Les leçons internationales : des exemples préoccupants

Le Royaume-Uni : entre progressisme affiché et validisme latent

Au Royaume-Uni, le Terminally Ill Adults (End of Life) Bill, voté par le Parlement britannique, est présenté comme une avancée « progressiste ». Pourtant, cette loi permettant aux personnes atteintes de maladies terminales d’accéder à l’aide médicale à mourir suscite de vives inquiétudes parmi les militant·es handicapés.

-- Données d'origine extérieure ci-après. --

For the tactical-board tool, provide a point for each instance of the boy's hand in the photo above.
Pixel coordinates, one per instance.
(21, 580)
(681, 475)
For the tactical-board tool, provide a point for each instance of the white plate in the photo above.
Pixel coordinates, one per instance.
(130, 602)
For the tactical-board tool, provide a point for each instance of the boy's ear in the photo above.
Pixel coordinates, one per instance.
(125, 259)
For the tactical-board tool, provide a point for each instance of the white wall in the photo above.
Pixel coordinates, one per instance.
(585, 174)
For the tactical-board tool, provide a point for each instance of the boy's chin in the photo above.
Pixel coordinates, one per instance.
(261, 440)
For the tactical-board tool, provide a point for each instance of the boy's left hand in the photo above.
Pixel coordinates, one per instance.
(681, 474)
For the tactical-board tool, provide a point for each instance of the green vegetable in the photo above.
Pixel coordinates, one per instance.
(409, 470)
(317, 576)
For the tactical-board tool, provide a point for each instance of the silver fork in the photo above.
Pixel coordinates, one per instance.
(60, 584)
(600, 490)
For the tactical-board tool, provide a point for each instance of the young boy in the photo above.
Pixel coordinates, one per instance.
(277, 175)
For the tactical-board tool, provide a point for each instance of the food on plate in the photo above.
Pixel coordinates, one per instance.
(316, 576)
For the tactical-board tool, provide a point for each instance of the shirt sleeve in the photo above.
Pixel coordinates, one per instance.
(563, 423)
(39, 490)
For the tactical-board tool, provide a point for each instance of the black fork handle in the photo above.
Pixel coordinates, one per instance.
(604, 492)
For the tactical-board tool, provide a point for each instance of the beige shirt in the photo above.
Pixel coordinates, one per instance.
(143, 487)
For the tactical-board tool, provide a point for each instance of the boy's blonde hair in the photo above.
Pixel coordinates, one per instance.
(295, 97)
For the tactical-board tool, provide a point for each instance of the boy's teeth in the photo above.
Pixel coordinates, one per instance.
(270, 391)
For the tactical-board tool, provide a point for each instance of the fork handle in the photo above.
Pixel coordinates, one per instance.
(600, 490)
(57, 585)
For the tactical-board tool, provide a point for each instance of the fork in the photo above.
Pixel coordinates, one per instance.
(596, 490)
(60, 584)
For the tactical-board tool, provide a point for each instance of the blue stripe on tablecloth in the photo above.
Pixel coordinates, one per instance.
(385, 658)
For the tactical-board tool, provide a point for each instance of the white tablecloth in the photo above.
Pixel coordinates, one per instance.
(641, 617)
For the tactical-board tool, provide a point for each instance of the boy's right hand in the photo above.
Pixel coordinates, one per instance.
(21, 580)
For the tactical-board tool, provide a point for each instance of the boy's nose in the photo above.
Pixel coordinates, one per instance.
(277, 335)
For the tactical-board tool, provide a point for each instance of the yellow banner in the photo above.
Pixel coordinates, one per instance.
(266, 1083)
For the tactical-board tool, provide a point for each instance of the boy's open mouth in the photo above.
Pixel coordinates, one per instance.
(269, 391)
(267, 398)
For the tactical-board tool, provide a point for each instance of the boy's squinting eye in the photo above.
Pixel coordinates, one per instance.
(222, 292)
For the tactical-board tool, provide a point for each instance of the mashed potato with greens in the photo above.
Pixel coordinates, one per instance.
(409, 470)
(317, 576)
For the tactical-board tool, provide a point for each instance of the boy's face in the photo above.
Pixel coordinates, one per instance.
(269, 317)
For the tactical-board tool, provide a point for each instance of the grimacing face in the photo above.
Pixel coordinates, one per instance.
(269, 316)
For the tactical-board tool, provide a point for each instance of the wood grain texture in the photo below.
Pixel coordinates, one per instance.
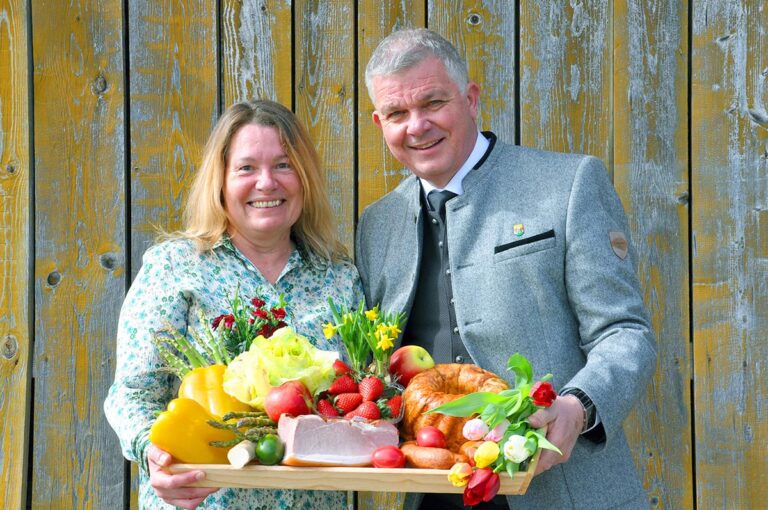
(79, 250)
(565, 77)
(348, 478)
(484, 33)
(325, 92)
(256, 51)
(15, 334)
(173, 105)
(378, 171)
(730, 258)
(651, 176)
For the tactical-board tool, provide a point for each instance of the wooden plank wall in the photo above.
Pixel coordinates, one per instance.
(105, 106)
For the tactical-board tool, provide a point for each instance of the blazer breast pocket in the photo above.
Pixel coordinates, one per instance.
(525, 246)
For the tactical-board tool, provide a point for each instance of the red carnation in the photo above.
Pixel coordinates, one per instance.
(228, 321)
(261, 314)
(483, 486)
(543, 394)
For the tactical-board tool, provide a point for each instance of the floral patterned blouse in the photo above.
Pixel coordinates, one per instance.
(176, 282)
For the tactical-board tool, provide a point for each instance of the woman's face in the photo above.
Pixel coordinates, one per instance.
(263, 195)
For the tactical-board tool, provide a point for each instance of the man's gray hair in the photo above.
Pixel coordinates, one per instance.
(403, 49)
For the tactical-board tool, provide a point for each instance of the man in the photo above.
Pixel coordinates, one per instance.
(529, 254)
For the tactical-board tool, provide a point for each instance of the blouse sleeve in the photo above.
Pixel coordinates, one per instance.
(142, 387)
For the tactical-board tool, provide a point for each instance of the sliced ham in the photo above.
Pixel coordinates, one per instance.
(312, 440)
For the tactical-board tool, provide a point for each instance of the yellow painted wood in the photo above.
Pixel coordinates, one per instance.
(484, 33)
(15, 334)
(173, 106)
(79, 144)
(565, 77)
(651, 176)
(378, 172)
(325, 85)
(729, 147)
(256, 50)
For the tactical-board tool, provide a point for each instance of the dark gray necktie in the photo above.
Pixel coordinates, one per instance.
(443, 350)
(437, 200)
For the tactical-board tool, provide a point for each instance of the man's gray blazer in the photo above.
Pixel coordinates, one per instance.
(538, 266)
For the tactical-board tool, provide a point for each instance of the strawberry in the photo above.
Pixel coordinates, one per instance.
(325, 408)
(340, 367)
(368, 410)
(394, 406)
(347, 402)
(371, 387)
(343, 384)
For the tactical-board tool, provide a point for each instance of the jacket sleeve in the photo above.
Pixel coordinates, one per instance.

Des organisations comme Not Dead Yet UK dénoncent le risque que cette législation renforce le validisme systémique et expose les personnes handicapées à des dérives graves. Dans un monde où elles sont perçues comme des fardeaux économiques et sociaux, la notion de « choix libre » est largement compromise par les pressions sociales et économiques. Ce débat n’est pas une question de “droit individuel”, mais un révélateur du validisme systémique et des inégalités structurelles qui fragilisent les personnes handicapées. 

Des scandales, tels que l’imposition de directives « ne pas réanimer » à des personnes handicapées sans leur consentement pendant la pandémie de COVID-19, montrent comment les institutions peuvent dévaloriser des vies jugées « moins dignes ». Liz Carr, militante antivalidiste et actrice, met en lumière ces enjeux dans son documentaire “Better Off Dead”, où elle avertit des risques d’un glissement vers une extension des critères d’euthanasie, comme au Canada, ou encore dans une interview pour la BBC en 2024.

Les militant·es rappellent que les personnes handicapées ont besoin d’investissements massifs dans les services publics, la santé et une société inclusive, et non d’une « porte de sortie » imposée par une société qui refuse de garantir des conditions de vie dignes. Ils dénoncent une fausse dichotomie entre souffrance et mort, faute de vouloir traiter les causes de cette première.

Le Canada : l’euthanasie comme réponse à la précarité

Depuis l’instauration du Medical Assistance in Dying (MAiD) en 2016, initialement limité aux maladies terminales, la loi canadienne a été élargie en 2021 aux handicaps non terminaux. Cependant, ce « choix » reflète bien souvent les défaillances d’un système incapable de répondre aux besoins fondamentaux des personnes handicapées, incapable de respecter leurs droits, un « choisir la mort » bien obligé face aux conditions de vie précaires et aux inégalités systémiques, à l’absence de logement et à la maltraitance dans le système de santé.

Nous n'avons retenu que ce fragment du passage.